Alireza Soroudi (M14) Received the B.Sc. and M.Sc. degrees from Sharif
University of Technology, Tehran, Iran, in 2002 and 2004, respectively, both
in electrical engineering. and the joint Ph.D. degree from Sharif University
of Technology and the Grenoble Institute of Technology (Grenoble-INP),
Grenoble, France, in 2011. He is the winner of the ENRE Young Researcher
Prize at the INFORMS 2013.
Behnam Mohammadi-Ivatloo (S09, M12) received the B.Sc. degree in
electrical engineering from University of Tabriz, Tabriz, Iran, in 2006, the M.Sc.
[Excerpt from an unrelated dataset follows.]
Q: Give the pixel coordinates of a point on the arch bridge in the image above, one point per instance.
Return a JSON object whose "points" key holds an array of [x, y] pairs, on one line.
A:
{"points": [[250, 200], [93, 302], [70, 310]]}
and PhD degree from the Sharif University of Technology, Tehran, Iran, in 2008,
all with honors. He currently is an assistant professor with Faculty of Electrical
and Computer Engineering, University of Tabriz, Tabriz, Iran. His main area
of research is economics, operation and planning of intelligent energy systems
in a competitive market environment.
Mostafa Parniani (Senior Member, IEEE) is an associate professor at Sharif
University of Technology (SUT), Tehran, Iran. He received his B.Sc. degree
from Amirkabir University of Technology, Iran, in 1987, and the M.Sc. degree
from SUT in 1989, both in Electrical Power Engineering. He worked for
Ghods-Niroo Consulting Engineers Co. and for Electric Power Research Center
(EPRC) in Tehran during 1988-90. He obtained the Ph.D. degree in Electrical
Engineering from the University of Toronto, Canada, in 1995. He was a
visiting scholar at Rensselaer Polytechnic Institute, USA, during 2005-2006.
His research interests include power system dynamics and control, applications
of power electronics in power systems and renewable energies.